— Случается, доктор и поможет… если дело не совсем худо. Но, коли суждено человеку помереть, все едино помрет. На все божья воля, грех один — господа искушать. Разве не так? — Он хотел убедиться, что никого не обидел. — Дескать, хоть облегчение ему будет, — это мы так думали, сам-то больной уже ничего не хотел.
«Чувствую, — говорит, — пришел мой последний час, так что с лекарем ли, без лекаря — все едино помирать». А крестница его знай твердит: «Уж вы, дедушка, съездите, чтобы потом люди не сказали, будто, мол, я жадная, только б скорей обобрать его да закопать». У него тринадцать золотых еще осталось, гроб в каморке стоит и одежа на смерть приготовлена, так что и доктору, и на похороны небось хватит.
Он ведь дротарил, ремесло свое знал, ходил по людям, глиняную посуду проволокой оплетал, вот двести золотых и заработал.
Сотню Марунякам одолжил, тем, что из Предней Крчи. Они родня ему дальняя, и дал-то он им так, на слово поверил. Они, правду сказать, и не отказываются, да только говорят — теперь у них нет. Мол, закажут потом службу за упокой его души. И пан капеллан об этом знают. Ну, а со второй сотней он к этой своей крестнице и перебрался. Только какая же она крестница? Бог ее знает, кто ее крестил. Седьмая вода на киселе она ему. Да уж люди всякие бывают, все мы божьи дети. Несчастная такая баба, сами увидите… Ничего-то у нее нет, одна избенка эта, да что своими руками по людям заработает… Девчонке-то ее года четыре будет. Ну, а сам он говорит, мол, все, что у него останется, ей за уход, пускай хоть завтра помрет. Умирать-то он еще с прошлой осени все каждый день собирается.
Вернулся он из своих хождений больной, нет, говорит, сил по свету с ремеслом бродить, дышать невмоготу стало.
«Нешто мы не люди, — это крестница-то ему, — раз вы ко мне со всем доверием, оставайтесь, я уж вас догляжу».
Домушко невелик, мужик ее по свету шатается бог весть где, — неторопливо продолжал старик, — так что поместились. Мужик-то ее прямо нелюдь какой-то. Ребятенка с ней нажил, а в жены и не взял: мол, пойду заработаю на свадьбу…
Мы уж ей говорили: «Агнеса, на черта ли вам этот пир сдался, уж вы соединитесь сперва перед богом.
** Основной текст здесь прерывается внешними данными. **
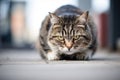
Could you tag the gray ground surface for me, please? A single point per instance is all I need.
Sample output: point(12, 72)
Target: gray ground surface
point(27, 65)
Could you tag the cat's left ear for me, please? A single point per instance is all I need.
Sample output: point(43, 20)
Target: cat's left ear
point(84, 17)
point(53, 18)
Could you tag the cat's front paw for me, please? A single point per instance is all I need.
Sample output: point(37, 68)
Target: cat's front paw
point(52, 56)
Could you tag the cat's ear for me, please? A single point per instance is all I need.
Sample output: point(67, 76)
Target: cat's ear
point(53, 18)
point(84, 17)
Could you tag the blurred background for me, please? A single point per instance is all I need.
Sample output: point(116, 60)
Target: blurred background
point(20, 21)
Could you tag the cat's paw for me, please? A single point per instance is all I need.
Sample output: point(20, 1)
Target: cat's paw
point(52, 56)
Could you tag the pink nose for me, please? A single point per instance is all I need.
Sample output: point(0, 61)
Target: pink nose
point(68, 44)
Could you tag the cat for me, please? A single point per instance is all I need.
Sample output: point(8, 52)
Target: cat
point(68, 34)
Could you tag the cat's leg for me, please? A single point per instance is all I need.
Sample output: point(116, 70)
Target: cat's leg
point(83, 55)
point(52, 55)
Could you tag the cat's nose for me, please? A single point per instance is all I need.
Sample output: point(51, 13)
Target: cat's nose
point(68, 44)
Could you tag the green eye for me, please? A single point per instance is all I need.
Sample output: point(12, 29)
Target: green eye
point(60, 37)
point(76, 37)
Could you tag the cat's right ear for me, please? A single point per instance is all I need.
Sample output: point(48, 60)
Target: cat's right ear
point(53, 18)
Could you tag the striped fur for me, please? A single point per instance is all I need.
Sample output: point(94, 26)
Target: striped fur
point(67, 34)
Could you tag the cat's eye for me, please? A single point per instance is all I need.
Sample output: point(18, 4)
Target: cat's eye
point(60, 37)
point(76, 37)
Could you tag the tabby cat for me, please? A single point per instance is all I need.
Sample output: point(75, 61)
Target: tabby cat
point(67, 34)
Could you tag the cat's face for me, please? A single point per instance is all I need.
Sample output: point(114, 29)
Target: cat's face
point(70, 33)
Куда же это годится? Не отпускай ты его, пока не женится, ведь дитя без имени останется». Да, видно, ослепла баба. Отпустила его, и вот уже три года, как ушел, и ни слуху ни духу о нем, да что с него взять, одно слово — бродяга! А может, это совесть гоняет его по белу свету, и опять же ей это в наказание. Видать, бог так рассудил. От жандарма уйдешь, а вот от совести — не скроешься. Могли ведь пожениться и жить, как все люди живут. А теперь и она одна, и он бобылем. Он-то еще ладно, а она вот, вишь, всем глаза колет. Грех-то старый, а срам вот он, при ней остался.
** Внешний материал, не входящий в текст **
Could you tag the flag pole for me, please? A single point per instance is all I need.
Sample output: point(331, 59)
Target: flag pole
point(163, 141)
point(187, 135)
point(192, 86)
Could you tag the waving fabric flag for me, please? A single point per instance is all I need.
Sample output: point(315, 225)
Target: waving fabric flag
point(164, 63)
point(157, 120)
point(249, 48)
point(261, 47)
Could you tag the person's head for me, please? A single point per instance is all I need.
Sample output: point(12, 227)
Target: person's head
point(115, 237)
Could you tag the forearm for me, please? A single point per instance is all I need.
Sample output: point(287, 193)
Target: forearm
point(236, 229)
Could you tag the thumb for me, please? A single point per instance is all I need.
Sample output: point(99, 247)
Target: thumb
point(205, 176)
Так что вот эта Агнеса его и пригрела, сразу как он с заработков вернулся. Уж видно, судьба его к ней привела. Она сказала: «Дров себе привезете, муки и жира купите, я вам и сготовлю. На печке никто не спит… вы и ложитесь, а высоко будет — на лавке себе постелите. А вы мне за это за дитем присмотрите, пока меня не будет. Другого мне от вас ничего и не надобно».
«Вот и ладно, дочка, — говорит, — я домой помирать пришел. Ну а коли поживу еще немного, так мне оно в радость дом постеречь, да за девчонкой присмотреть, ежели бояться меня не будет…»
И тут же за пряником послал. Девчонка-то его «тятей» кличет и льнет к нему, как к отцу родному. А уж какой он ей подарок в память о себе приготовил! Позвал давеча старосту и всех из правления да составил бумагу — всю ту сотню этой сиротке завещал! — Старик покачал головой: — Одни ему говорили, чтоб он лучше о душе своей подумал, а другие — что, мол, у капеллана и без того всего полно! И то правда, дом у него — полная чаша, — он опять кивнул головой. — А это, дескать, ей за заботу ее и ласку.
Оно и то сказать, она женщина порядочная, кабы не тот старый грех.